Transportation was the least of our differences; Victoria—an eighth grader
still in middle school—was studying SAT words I couldn’t even pronounce and
completing AP courses my high school would never dream of offering. Stanford
lacrosse recruiters were already scouting her, and many students from my school
probably hadn't the slightest idea of how to hold a stick. While Victoria and
her peppy friends drank café lattes from Starbucks to match their side pony
tails and Ugg boots, my classmates were snorting cocaine so they could practice
six hours instead of five before their big audition. Finally, while Victoria
socialized at the shopping mall on weekends, I watched teenagers inject heroine
into their bloodstream to better understand a painting and attended my first
kegger, hosted by the lead in the theater department's spring musical. Somehow,
however, we remained close, and saw each other's contrasting lifestyles as
interesting and different rather than weird or freakish.
"Students will float to the mark you set," writes Rose.[v]
At Baltimore School for the Arts, students were certainly drifting miles above
the ozone layer in their artistic capabilities and creative expression, but
they were sinking downward—and fast—in academics. For while newspapers and
acclaimed musicians, parents and pop stars (such as BSA alumni Jada Pinkett Smith)
lauded the students as musical, theatrical and artistic prodigies, teachers of
math and science were simply giving up on instructing real academic subjects in
the name of the arts.
In “Rise and Shine,” Cedric wanted more from his public high school
education. While other students were punching teachers or goofing off in class,
Cedric worried about MIT and the “fuzzy notion of his future.”[vi]
My classmates at BSA may have been more concerned about auditions that SAT
tests, but I knew that a professional music career might not be for me. I studied from a Kaplan SAT prep book and improved
my score twice. My school may have preferred the language of music to the
studies of French or Italian, but I kept up with my Spanish by conversing with
the Mexican gardener my uncle hired to upkeep their two acres of property.

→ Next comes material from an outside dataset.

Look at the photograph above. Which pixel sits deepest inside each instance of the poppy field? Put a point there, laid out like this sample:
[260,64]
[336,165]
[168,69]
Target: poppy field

And just like both Cedric and Mike, my school was in the city. I
experienced firsthand the problems of urban life: drugs, violence and poverty
surrounded me from the short walk to the light rail station to the metal
detectors of my school in downtown Baltimore each day.
Marvin L. Winans Academy of Performing Arts is a public charter
school, just like Baltimore School for the Arts. Of the 72 students that took the
MEAP math test in 2007, only 9 were proficient. 13 were partially proficient,
and 50 students tested below the proficient level[vii].
Having experienced educational inequality myself, I am fully prepared to help
these elementary school students
face and overcome the academic challenges of their school system. Furthermore,
I am excited and eager to help these kids discover and develop their musical
skills just as I did; more importantly, I know that my experience at Baltimore
School for the Arts will enable me to enable them to convert their musical and
creativity abilities into written creative expression.